I am so very grateful for all the messages of love and support posted to my Facebook page after I wrote about the end of my marriage in a recent blog post. I also had phone calls and emails which I treasured.
Once the decision was made to end our marriage, I realised very quickly the ‘telling other people’ was a huge undertaking in itself. An emotional, sometimes surreal, and scary process. But it got easier with practice, especially as I felt stronger and back on solid ground again.
Finding the right words, as well as being as clear as we could on how we were feeling and what we needed, was such an important part of this journey.
You might know how much I believe in the power of language to create the stories of our lives. So even at one of the most stressful times in my life, I was mindful of the language I chose. One of the early ones I picked up on was the idea of the failed marriage.
Hold on a minute, that does not resonate with me at all! And it is not how I want our marriage to be categorized. I call ours a marriage success, not even proudly, just matter of factly.
Why is our relationship, that is ending, a marriage success? It’s very simple. We are all evolving and changing. Nothing stays the same forever.
We were together for 18 years, married for 15 years and had two wonderful daughters. We travelled the world and had magnificent experiences together. Neither of us has any regrets.
And the next evolution of our marriage was to complete it.
Yet we are fed this idea that the success of a marriage is based on duration. That the length of the marriage is the most important indicator of its ‘success’.

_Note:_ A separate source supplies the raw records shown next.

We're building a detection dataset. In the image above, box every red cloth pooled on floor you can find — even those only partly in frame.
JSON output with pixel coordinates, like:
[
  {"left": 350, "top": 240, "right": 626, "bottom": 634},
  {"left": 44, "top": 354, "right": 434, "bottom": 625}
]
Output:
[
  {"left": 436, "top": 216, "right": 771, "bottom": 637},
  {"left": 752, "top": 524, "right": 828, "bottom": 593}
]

Even the idea of a successful marriage seems odd to me at the moment. Especially when you read the dictionary definition of the word success.
Nevertheless, I claim the adjective to describe my marriage and I want my children to eventually know this. That there was so much love, and that love evolved.
That even when a relationship ends, it doesn’t mean it was a failure. That they are not failures as they move through the ups and downs of different relationships in their lives.
I certainly don’t want them feeling they come from a ‘broken home’. What the hell is that?!